Expected behavior Drydock should complete deployment of nodes.

Environment

Detailed logs within drydock `Installing Drydock Boot Actions.start: cmd-install/stage-late/drydock_01/cmd-in-target: curtin command in-target

Running command ['mount', '--bind', '/dev', '/tmp/tmpt3f8gvqn/target/dev'] with allowed return codes [0] (capture=False) Running command ['mount', '--bind', '/proc', '/tmp/tmpt3f8gvqn/target/proc'] with allowed return codes [0] (capture=False) Running command ['mount', '--bind', '/run', '/tmp/tmpt3f8gvqn/target/run'] with allowed return codes [0] (capture=False) Running command ['mount', '--bind', '/sys', '/tmp/tmpt3f8gvqn/target/sys'] with allowed return codes [0] (capture=False)

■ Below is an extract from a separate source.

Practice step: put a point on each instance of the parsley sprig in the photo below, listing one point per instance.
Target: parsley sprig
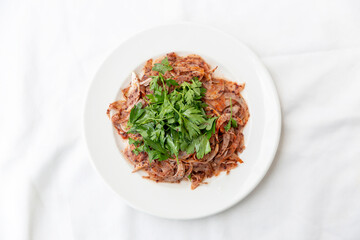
(232, 121)
(172, 122)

Running command ['unshare', '--help'] with allowed return codes [0] (capture=True)Running command ['unshare', '--fork', '--pid', '--', 'chroot', '/tmp/tmpt3f8gvqn/target', 'wget', '--no-proxy', '--no-check-certificate', '--header=X-Bootaction-Key: e27bba27178686a0112252ab215042a4a85a3aa76978be5b2d3cba845c770491', 'https://drydock-nc.att-5gcore.bete.ericy.com/api/v1.0/bootactions/nodes/att5gc19/units', '-O', '/tmp/bootaction-units.tar.gz'] with allowed return codes [0] (capture=False)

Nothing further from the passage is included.